A great deal is riding on whether President Bush can muster the will to denounce the man he has regarded as an ally in the war on terrorism. Some will argue, and Bush may feel, that Putin is “with us.” But now Bush needs to make a different calculation. Putin is not really “with us.” With Russians confronting vicious terrorists, Putin is consolidating his own power. How, exactly, does that help us win the war on terrorism?
Tough words. Of course, they would carry more impact if he hadn’t also written this:
The president’s commitment to democracy has been derided by realist foreign policy thinkers as dangerously idealistic. Even Democrats, who used to believe in promoting democracy, have regarded Bush’s efforts with cynicism and hostility. Bush, to his credit, has persevered.

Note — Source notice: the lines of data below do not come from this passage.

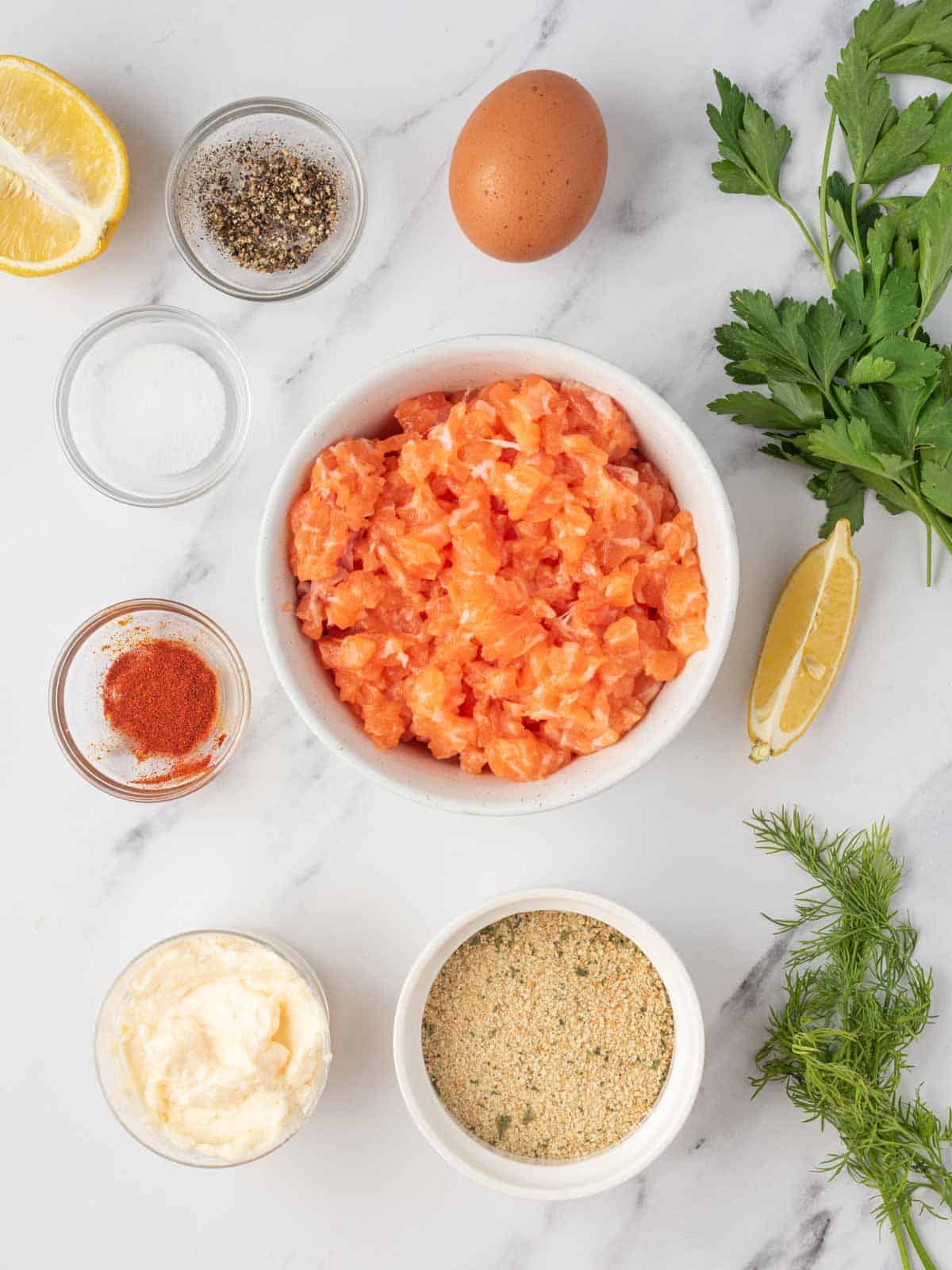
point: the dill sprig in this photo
(856, 1000)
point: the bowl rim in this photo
(304, 451)
(239, 110)
(80, 349)
(683, 1079)
(287, 952)
(59, 677)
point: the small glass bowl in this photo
(82, 384)
(298, 126)
(124, 1104)
(99, 753)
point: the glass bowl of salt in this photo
(152, 406)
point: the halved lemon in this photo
(804, 645)
(63, 171)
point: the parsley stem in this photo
(854, 216)
(804, 230)
(824, 216)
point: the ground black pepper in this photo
(267, 206)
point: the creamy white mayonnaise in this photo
(222, 1043)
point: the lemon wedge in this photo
(63, 171)
(804, 645)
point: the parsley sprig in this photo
(852, 385)
(856, 1000)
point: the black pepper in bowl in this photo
(267, 206)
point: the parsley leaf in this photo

Really. Well, that certainly explains the efforts that his administration has made to support democracy in the central Asian republics and in the Middle East. The right already has its memorial for Bush written: He tried too hard to make democracy work. What they seem unwilling to face is that Bush’s treatment of Putin is the rule, not the exception, and that for all his commitment to democracy and willingness to use American power, fewer people live under democracy now than they did in 2001. We need to dispose of the fantasy that Bush or his administration care much about democracy. That way, we won’t be suprised by the non-response to Putin.

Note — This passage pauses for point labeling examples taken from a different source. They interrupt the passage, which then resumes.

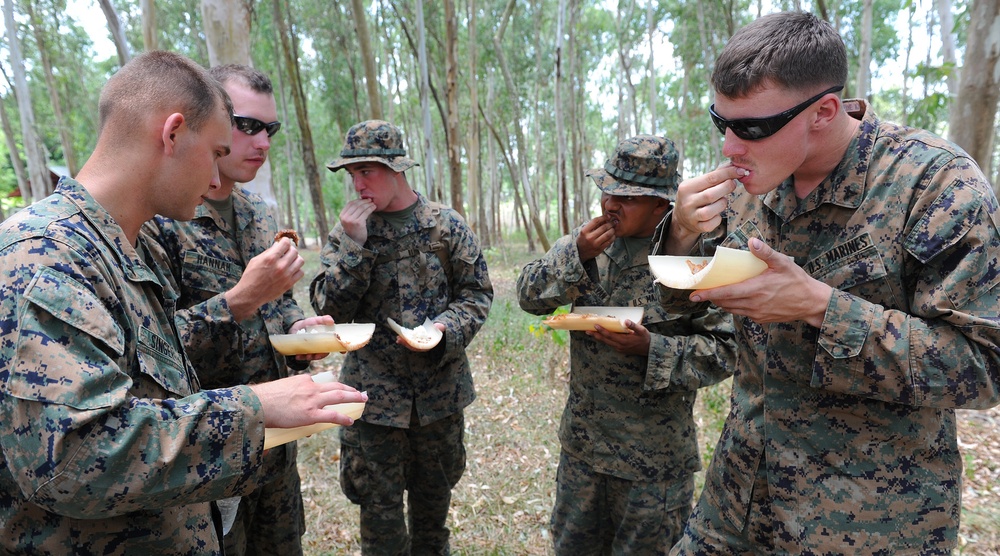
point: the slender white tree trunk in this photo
(38, 168)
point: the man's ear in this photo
(828, 109)
(662, 206)
(171, 126)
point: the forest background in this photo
(505, 104)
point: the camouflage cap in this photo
(374, 141)
(641, 165)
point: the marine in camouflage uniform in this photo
(207, 257)
(410, 438)
(841, 437)
(629, 443)
(108, 447)
(116, 450)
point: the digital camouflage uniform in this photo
(848, 431)
(627, 434)
(206, 260)
(410, 436)
(109, 447)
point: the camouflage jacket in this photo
(855, 421)
(108, 448)
(629, 416)
(396, 275)
(207, 259)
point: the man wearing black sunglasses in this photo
(877, 315)
(234, 284)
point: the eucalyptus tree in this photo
(973, 123)
(38, 174)
(284, 24)
(43, 19)
(117, 34)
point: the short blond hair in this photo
(160, 80)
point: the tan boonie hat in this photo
(641, 165)
(374, 141)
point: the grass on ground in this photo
(502, 504)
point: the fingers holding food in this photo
(290, 234)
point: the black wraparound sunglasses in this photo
(759, 128)
(253, 126)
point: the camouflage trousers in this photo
(710, 533)
(598, 514)
(271, 519)
(378, 464)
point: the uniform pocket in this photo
(209, 274)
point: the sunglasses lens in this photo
(250, 126)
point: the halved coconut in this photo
(324, 339)
(584, 318)
(728, 266)
(277, 436)
(421, 338)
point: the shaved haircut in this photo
(158, 81)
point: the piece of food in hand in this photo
(290, 234)
(728, 266)
(695, 267)
(277, 436)
(422, 338)
(338, 338)
(611, 319)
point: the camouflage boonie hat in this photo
(641, 165)
(374, 141)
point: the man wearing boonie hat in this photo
(629, 446)
(395, 255)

Don’t doubt that Putin’s actions yesterday represent a critical moment for Russia, and by extension the world. Russia under Putin has drifted toward authoritarianism for several years, and now it has decided to leap. Putin’s actions seem quite popular with the state apparatus and with the population as a whole. As far as I can tell, Russia is finished as a democracy. One more candidate for the tag “Greatest Failure of the Bush Administration”.